We’re proposing some changes to the policy to reflect this, and to better guide council in prioritising the annual budget to manage coastal structures. This review is also the opportunity to consider council’s role in protecting private land from erosion, particularly if it requires a structure to be erected on council land. 

Key proposed changes, and why we want to make them

Proposed change: Clarify that the purpose of a hard protection structure is to protect a council activity and is not insurance against sea level rise.
Why: The current policy does not state the purpose of a hard protection structure.

Proposed change: Establish that we will first consider the significance of the activity that the structure protects (if any) when we’re deciding whether to remove, install, maintain or renew a coastal structure.
Why: The current policy treats all structures equally. 

The proposed change will allow Council to prioritise the maintenance and renewal of structures that protect essential public assets like water and wastewater pipes, essential roads, and reserves that provide public access around the coast. 

This means we may decide not to maintain structures protecting small esplanade reserves with limited or no public access.

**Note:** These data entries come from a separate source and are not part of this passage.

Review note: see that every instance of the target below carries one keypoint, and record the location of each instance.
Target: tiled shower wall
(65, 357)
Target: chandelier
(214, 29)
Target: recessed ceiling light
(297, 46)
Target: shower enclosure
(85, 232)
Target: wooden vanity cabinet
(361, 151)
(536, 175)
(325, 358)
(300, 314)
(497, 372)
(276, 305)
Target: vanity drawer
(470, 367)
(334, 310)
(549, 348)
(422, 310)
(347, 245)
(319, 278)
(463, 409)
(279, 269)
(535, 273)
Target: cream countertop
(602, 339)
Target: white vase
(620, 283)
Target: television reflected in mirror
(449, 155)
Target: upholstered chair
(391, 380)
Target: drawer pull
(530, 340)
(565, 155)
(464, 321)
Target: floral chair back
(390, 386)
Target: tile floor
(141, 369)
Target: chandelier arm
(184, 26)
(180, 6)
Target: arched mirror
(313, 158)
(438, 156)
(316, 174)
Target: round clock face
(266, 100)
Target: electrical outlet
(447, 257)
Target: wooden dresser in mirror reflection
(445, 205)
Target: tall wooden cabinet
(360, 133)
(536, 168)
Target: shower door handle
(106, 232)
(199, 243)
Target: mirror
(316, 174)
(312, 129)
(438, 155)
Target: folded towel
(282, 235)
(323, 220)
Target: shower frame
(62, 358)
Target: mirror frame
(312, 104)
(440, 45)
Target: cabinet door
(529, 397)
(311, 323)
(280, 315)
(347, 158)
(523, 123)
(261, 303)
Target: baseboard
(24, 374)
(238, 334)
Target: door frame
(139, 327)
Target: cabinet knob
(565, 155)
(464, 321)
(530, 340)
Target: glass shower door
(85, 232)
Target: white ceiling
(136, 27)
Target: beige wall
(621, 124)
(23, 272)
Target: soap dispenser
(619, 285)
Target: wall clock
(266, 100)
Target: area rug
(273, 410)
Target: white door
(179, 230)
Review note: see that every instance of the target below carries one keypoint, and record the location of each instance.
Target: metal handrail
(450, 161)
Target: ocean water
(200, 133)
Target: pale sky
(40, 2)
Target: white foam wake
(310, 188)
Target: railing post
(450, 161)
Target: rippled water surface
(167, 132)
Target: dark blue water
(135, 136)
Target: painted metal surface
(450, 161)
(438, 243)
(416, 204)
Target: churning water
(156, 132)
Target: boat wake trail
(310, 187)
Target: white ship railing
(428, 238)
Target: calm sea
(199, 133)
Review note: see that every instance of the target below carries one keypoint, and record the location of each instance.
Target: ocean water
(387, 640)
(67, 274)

This could also apply to structures protecting roads that are not essential for the long-term functioning of the transport network.

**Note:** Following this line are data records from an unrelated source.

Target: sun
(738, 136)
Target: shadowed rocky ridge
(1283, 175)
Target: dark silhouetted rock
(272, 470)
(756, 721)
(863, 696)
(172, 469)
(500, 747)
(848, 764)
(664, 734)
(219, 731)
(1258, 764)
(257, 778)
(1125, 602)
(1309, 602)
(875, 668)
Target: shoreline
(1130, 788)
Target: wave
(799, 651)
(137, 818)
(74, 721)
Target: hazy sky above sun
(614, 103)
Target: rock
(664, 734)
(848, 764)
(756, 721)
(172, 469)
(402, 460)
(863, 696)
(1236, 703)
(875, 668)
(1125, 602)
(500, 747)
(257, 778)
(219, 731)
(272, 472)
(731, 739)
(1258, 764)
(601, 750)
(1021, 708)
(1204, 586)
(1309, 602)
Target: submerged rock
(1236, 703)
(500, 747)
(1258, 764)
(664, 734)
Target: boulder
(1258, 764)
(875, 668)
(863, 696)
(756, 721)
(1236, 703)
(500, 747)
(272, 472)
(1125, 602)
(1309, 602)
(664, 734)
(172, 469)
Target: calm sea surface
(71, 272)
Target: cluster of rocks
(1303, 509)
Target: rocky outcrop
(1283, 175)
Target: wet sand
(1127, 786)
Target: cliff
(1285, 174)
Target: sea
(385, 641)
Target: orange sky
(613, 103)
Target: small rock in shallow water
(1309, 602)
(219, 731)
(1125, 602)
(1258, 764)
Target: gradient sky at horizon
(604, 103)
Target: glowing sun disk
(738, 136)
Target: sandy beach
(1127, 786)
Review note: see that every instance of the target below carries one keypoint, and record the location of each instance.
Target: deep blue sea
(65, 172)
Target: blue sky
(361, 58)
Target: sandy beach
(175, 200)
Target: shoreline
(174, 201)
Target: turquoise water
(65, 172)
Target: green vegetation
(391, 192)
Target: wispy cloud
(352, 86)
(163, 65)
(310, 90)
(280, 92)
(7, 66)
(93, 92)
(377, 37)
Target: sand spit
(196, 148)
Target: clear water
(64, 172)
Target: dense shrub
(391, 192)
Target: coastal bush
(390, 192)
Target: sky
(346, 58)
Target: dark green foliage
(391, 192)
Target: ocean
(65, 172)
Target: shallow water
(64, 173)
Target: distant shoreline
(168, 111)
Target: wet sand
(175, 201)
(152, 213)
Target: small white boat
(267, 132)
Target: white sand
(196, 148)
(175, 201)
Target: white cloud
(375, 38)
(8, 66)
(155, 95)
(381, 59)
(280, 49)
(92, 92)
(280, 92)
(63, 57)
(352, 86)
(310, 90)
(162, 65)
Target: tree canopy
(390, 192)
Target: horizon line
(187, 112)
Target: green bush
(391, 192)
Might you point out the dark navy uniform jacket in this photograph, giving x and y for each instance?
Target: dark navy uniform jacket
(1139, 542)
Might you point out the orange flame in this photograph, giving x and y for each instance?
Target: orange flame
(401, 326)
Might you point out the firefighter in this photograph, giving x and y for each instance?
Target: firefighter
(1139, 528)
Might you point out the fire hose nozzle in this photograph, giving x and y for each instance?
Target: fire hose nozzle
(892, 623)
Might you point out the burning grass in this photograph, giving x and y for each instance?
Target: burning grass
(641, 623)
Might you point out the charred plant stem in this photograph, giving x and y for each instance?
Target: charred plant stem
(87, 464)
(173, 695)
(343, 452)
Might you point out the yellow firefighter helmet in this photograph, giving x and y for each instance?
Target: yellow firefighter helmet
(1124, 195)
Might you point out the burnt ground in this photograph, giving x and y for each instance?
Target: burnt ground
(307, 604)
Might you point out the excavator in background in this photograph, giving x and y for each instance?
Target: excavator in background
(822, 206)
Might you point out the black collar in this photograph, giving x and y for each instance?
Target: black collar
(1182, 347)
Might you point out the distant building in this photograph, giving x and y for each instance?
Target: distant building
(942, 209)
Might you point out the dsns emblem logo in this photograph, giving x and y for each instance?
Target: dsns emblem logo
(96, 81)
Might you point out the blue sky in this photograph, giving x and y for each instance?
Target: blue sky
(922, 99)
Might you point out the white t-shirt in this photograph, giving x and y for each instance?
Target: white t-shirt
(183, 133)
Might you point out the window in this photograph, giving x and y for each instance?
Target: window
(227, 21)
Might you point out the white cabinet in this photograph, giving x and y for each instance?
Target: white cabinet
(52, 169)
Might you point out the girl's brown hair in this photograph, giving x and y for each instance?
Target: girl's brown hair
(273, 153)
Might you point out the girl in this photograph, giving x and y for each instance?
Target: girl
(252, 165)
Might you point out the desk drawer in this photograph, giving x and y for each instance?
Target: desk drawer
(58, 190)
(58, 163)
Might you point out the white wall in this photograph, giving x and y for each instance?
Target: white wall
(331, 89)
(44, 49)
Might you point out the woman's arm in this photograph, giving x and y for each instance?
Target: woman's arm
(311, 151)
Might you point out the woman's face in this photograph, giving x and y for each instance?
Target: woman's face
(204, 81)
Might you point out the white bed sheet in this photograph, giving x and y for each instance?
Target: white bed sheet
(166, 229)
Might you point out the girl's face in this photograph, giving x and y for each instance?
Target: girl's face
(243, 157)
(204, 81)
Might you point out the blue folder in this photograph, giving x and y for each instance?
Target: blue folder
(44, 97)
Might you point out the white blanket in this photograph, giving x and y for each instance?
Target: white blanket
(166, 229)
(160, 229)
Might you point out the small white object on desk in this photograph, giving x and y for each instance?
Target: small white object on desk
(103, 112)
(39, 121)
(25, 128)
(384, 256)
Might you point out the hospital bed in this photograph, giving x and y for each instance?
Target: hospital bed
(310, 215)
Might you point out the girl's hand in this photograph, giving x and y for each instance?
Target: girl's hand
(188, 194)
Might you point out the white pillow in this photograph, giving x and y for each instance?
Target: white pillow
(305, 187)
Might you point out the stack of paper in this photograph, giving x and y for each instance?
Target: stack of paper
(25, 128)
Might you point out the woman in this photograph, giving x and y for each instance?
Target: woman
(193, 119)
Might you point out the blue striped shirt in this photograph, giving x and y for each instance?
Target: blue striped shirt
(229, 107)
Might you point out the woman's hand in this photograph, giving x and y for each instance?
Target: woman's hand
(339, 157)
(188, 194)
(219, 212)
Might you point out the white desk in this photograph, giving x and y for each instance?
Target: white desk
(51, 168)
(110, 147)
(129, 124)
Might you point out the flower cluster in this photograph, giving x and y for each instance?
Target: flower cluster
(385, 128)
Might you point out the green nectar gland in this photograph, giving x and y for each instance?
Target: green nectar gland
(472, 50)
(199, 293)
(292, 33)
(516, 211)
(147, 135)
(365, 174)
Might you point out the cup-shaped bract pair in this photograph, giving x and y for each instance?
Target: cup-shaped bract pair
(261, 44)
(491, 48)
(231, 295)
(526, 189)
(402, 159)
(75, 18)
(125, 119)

Proposed change: Require consideration of managed retreat (moving the activity) as an alternative to hard protection structures such as seawalls and rock revetments.
Why: Hard protection structures are not the only solution to protect public assets/activities from erosion. The current policy says we should consider soft protection (planting, or beach replenishment) as an alternative. Including managed retreat provides an additional option to consider so we can ensure the activity can continue.

Proposed change: Give council the ability to stop maintaining or to remove council-owned coastal structures that are at risk due to erosion.
Why: To assign the budget where it will be most effective in the long run. Before making this kind of decision, council would need to consider the likelihood of coastal effects impacting the structure, and the significance of the activity it protects. For example, a jetty which is likely to be repeatedly damaged by weather events, may be considered a low priority for maintenance and/or a candidate for removal.

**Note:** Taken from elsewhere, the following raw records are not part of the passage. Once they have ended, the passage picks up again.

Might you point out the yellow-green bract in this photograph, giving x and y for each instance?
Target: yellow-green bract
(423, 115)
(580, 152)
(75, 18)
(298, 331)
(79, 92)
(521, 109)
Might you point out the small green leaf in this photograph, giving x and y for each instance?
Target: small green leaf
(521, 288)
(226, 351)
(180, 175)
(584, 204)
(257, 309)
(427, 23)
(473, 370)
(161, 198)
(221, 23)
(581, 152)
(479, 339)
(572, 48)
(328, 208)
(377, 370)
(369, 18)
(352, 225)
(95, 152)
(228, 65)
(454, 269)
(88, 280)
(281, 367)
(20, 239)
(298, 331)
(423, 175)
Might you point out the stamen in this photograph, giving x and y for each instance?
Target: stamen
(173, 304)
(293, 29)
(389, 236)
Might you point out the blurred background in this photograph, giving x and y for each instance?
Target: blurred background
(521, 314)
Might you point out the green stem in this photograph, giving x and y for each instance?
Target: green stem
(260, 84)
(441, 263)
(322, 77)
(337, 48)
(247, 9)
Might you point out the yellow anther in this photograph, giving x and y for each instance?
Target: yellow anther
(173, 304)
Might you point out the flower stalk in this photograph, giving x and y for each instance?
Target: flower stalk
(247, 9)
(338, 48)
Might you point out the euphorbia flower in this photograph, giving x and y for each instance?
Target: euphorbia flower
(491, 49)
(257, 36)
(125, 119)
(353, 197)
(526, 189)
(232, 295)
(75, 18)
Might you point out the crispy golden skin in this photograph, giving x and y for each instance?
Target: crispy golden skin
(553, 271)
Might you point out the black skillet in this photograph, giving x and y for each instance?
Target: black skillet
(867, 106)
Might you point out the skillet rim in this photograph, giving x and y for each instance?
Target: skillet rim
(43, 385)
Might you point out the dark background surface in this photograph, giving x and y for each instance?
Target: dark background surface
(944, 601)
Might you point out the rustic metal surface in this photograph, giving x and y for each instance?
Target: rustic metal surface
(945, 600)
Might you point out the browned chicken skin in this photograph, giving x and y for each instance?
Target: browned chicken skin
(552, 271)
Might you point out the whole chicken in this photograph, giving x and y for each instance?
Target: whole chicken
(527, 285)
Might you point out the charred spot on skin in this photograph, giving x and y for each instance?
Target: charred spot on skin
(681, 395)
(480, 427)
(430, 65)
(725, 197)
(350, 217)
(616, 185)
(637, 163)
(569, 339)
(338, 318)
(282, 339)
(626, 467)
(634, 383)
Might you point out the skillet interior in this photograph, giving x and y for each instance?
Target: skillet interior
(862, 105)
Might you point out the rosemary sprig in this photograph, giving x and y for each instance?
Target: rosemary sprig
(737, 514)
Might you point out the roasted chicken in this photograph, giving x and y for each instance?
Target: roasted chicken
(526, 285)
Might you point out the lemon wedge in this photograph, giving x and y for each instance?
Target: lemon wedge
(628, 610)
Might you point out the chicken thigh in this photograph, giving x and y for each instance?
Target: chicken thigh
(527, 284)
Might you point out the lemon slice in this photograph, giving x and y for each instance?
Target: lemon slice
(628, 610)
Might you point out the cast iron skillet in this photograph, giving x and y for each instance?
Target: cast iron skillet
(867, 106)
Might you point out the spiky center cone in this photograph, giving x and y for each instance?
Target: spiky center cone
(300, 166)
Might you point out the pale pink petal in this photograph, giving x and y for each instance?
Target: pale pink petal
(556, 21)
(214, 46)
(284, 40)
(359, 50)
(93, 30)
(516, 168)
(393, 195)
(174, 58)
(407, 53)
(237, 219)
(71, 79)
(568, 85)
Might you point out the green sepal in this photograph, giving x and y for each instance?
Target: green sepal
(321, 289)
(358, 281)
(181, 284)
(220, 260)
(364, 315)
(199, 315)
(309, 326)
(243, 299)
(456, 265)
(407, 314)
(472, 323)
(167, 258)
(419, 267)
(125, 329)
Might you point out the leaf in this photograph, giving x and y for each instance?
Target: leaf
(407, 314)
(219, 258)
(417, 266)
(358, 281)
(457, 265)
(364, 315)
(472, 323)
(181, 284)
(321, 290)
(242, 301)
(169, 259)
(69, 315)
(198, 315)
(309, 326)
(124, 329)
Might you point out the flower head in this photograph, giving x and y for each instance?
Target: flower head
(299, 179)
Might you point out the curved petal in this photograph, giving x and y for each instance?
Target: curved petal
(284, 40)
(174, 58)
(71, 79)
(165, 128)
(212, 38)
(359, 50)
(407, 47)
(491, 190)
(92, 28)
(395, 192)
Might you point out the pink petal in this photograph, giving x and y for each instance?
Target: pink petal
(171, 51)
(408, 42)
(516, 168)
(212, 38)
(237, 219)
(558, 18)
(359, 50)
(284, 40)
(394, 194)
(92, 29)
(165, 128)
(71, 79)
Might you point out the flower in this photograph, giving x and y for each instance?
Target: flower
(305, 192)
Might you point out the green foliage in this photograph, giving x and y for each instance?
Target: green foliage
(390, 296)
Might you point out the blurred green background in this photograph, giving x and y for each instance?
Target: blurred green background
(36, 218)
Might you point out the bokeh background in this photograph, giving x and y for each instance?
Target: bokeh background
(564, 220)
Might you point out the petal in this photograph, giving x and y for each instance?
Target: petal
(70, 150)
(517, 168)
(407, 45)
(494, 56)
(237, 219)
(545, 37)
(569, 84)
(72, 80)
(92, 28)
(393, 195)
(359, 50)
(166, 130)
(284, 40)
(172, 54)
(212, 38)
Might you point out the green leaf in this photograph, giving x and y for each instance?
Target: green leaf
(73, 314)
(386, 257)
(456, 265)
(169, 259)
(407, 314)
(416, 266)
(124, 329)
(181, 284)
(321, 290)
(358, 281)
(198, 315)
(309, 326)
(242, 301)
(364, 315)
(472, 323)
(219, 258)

Proposed change: Enable landowners to take over the ownership and responsibility to maintain a public protection structure that council has decided not to maintain, to protect their private property. 
Why: Council does not currently build or maintain structures where the main benefit is to protect private or commercial interests and this part of the policy will remain unchanged. Council also has no responsibility to protect properties that are adjacent to council-owned sites from erosion. However, we recognise that private landowners may wish to take steps of their own to protect their properties from the risk of erosion, and that’s why we’re proposing this change.

Proposed change: Allow, under conditions, landowners to build new hard protection structures on council-owned land to protect their private property (subject to obtaining consents and permission).
Why: as above

Have your say now

The feedback period closed on 17 November 2019 at 5:00pm.